Survival Quilts could allow accurate prediction of 6-month, 1-, 2-, 3-, 5-, and 10-year OS and CSS in gastric cancer patients following gastrectomy.
准确的预后预测对于胃癌患者的个体化治疗决策至关重要。我们旨在开发并测试胃癌患者胃切除术后6个月、1年、2年、3年、5年和10年的总生存(OS)和癌症特异性生存(CSS)预测模型。
我们推导并测试了基于机器学习的“生存拼布”模型,以开发6个月、1年、2年、3年、5年和10年的OS和CSS预测模型。开发集(n = 20,583)和内部验证集(n = 5,106)中的胃切除患者来自监测、流行病学和最终结果(SEER)数据库,而外部验证集(n = 6,352)中的患者来自中国国家癌症中心胃癌(NCCGC)数据库。此外,我们选择未接受新辅助治疗的胃切除患者作为亚组来训练和测试预后模型,以保持肿瘤-淋巴结-转移(TNM)分期的准确性。使用一致性指数(C指数)和曲线下面积(AUC)值评估这些OS和CSS模型的预后性能。
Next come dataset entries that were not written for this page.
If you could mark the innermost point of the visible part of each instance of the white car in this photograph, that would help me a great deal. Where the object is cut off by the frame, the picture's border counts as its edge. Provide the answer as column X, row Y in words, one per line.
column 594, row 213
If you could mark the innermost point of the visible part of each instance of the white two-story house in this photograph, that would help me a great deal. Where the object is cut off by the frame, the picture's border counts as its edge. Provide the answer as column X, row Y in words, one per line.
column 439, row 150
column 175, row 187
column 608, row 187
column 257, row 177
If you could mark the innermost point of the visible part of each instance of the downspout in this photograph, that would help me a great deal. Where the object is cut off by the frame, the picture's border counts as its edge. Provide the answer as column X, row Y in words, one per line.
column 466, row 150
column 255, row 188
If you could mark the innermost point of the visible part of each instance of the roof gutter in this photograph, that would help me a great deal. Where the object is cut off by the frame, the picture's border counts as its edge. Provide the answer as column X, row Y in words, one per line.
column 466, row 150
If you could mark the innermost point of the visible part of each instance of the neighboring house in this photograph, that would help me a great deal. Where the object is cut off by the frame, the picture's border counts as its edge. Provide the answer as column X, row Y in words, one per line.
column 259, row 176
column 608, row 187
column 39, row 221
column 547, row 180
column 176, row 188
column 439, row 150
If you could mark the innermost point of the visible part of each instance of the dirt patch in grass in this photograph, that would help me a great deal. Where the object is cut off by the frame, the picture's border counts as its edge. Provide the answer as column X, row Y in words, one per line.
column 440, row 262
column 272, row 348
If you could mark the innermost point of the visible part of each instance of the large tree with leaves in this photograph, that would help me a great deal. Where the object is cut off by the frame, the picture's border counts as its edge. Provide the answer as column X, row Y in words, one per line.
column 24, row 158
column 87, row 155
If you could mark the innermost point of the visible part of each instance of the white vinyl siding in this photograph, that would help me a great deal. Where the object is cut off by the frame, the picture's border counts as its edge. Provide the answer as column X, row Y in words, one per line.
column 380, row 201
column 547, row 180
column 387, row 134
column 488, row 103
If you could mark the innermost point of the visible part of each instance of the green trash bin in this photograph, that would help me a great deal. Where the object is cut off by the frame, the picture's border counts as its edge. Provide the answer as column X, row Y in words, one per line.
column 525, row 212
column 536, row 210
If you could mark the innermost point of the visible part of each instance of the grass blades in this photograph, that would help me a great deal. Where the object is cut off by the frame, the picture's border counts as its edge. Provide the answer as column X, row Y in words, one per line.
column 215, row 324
该机器学习模型在SEER开发集(C指数分别为0.861、0.832、0.789、0.766、0.740和0.709;AUC分别为0.784、0.828、0.840、0.849、0.869和0.902)、SEER验证集(C指数分别为0.782、0.739、0.712、0.698、0.681和0.660;AUC分别为0.751、0.772、0.767、0.762、0.766和0.787)以及NCCGC集(C指数分别为0.691、0.756、0.751、0.737、0.722和0.701;AUC分别为0.769、0.788、0.790、0.790、0.787和0.788)中预测6个月、1年、2年、3年、5年和10年OS时具有始终如一的高准确性。该模型能够在SEER开发集(C指数分别为0.879、0.858、0.820、0.802、0.784和0.774;AUC分别为0.756、0.827、0.852、0.863、0.874和0.884)和SEER验证集(C指数分别为0.790、0.763、0.741、0.729、0.718和0.708;AUC分别为0.706、0.758、0.767、0.766、0.766和0.764)中预测6个月、1年、2年、3年、5年和10年CSS。在多变量分析中,5年OS模型输出的风险评分高风险组在SEER开发集(风险比[HR]=14.59,95%置信区间[CI]:1.872 - 2.774,P<0.001)、SEER验证集(HR = 2.28,95%CI:13.089 - 16.293,P<0.001)和NCCGC集(HR = 1.98,95%CI:1.617 - 2.437,P<0.001)中均被证明是强有力的生存预测指标。我们进一步探讨了胃切除患者5年CSS模型得出的风险评分的预后价值,发现高风险组在SEER开发集(HR = 12.81,95%CI:11.568 - 14.194,P<0.001)和SEER验证集(HR = 1.61,95%CI:1.338 - 1.935,P<0.001)中仍然是独立的CSS因素。
“生存拼布”模型能够准确预测胃癌患者胃切除术后6个月、1年、2年、3年、5年和10年的OS和CSS。